Managing connectors

Learn about deploying and managing Kafka Connect connectors using KafkaConnector resources. Deploying and managing connectors with KafkaConnector resources is the recommended method by Cloudera for managing connectors.

To deploy and manage connectors in Cloudera Streams Messaging - Kubernetes Operator, you use KafkaConnector resources. KafkaConnector resources describe instances of connectors and offer a Kubernetes-native approach to connector management. You create a KafkaConnector resource to deploy a connector and manage it by updating the KafkaConnector resource. The Strimzi Cluster Operator updates configurations and manages the lifecycle of the connectors.

Enabling KafkaConnector resources

KafkaConnector resources are not enabled by default for Kafka Connect clusters.

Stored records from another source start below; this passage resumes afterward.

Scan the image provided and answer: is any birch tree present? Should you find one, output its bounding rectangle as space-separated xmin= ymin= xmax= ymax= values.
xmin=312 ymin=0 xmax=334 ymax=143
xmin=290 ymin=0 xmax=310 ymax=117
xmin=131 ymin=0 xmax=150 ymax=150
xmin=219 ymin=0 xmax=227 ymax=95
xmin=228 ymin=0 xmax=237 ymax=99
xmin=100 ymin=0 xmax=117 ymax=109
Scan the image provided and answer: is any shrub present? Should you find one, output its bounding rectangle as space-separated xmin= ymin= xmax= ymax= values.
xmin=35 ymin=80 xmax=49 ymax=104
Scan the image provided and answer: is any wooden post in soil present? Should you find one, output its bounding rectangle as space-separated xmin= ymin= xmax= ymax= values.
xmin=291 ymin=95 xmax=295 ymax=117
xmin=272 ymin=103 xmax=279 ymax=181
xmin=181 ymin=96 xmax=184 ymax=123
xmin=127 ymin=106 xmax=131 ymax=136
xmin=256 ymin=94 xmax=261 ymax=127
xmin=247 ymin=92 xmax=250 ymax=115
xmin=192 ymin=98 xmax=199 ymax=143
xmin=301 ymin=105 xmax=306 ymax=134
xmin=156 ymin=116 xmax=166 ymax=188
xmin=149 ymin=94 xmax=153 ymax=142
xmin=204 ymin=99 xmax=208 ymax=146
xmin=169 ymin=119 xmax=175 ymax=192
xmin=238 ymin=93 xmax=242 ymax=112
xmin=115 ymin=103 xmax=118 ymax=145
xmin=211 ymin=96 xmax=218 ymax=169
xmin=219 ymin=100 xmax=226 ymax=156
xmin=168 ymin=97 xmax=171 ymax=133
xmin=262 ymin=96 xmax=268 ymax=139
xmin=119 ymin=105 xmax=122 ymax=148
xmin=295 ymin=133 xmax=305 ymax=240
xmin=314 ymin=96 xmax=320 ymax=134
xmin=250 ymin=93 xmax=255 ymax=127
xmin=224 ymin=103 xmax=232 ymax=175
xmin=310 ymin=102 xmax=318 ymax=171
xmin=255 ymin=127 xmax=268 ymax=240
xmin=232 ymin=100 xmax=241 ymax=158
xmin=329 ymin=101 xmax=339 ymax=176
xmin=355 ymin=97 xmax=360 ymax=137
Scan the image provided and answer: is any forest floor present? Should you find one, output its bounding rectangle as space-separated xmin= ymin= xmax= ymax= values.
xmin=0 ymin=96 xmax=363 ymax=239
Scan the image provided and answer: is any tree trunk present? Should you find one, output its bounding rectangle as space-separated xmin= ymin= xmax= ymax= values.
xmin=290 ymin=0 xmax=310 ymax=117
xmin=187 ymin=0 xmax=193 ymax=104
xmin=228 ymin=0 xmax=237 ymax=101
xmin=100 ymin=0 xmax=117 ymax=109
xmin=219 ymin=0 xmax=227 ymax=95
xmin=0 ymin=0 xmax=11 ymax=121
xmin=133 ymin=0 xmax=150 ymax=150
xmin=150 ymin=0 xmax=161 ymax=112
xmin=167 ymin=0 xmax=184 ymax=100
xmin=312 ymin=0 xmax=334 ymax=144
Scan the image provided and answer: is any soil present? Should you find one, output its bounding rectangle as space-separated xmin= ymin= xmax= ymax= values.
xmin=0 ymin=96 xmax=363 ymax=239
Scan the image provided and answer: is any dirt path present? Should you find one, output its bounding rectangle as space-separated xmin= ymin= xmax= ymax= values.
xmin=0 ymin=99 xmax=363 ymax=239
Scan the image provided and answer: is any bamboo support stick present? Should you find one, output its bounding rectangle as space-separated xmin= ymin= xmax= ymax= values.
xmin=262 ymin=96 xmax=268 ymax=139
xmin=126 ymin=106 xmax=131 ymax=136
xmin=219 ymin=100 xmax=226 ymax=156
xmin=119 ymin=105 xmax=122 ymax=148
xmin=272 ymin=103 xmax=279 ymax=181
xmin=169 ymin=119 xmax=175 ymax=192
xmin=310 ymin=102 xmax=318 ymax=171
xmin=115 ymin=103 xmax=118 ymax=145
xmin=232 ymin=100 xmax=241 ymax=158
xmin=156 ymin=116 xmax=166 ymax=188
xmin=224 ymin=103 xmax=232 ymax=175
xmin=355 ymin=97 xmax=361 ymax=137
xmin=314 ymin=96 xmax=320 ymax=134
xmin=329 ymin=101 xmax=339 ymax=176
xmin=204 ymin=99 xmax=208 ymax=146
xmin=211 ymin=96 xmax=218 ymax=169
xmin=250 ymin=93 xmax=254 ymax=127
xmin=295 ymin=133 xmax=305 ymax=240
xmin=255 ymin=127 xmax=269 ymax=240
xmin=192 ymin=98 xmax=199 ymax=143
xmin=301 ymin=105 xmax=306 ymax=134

To use KafkaConnector resources, the KafkaConnect resource used for deploying your Kafka Connect cluster must have the strimzi.io/use-connector-resources annotation set to true.

Full resource examples provided by Cloudera in this documentation as well as on the Cloudera Archive have the strimzi.io/use-connector-resources annotation set to true.

Rest API usage

Kafka Connect offers a REST API which is also available for use when you deploy a cluster in Cloudera Streams Messaging - Kubernetes Operator. However, usage of the API is not recommended by Cloudera, and should be limited to select use cases.

Deploying connectors

Learn how to deploy Kafka Connect connectors using KafkaConnector resources.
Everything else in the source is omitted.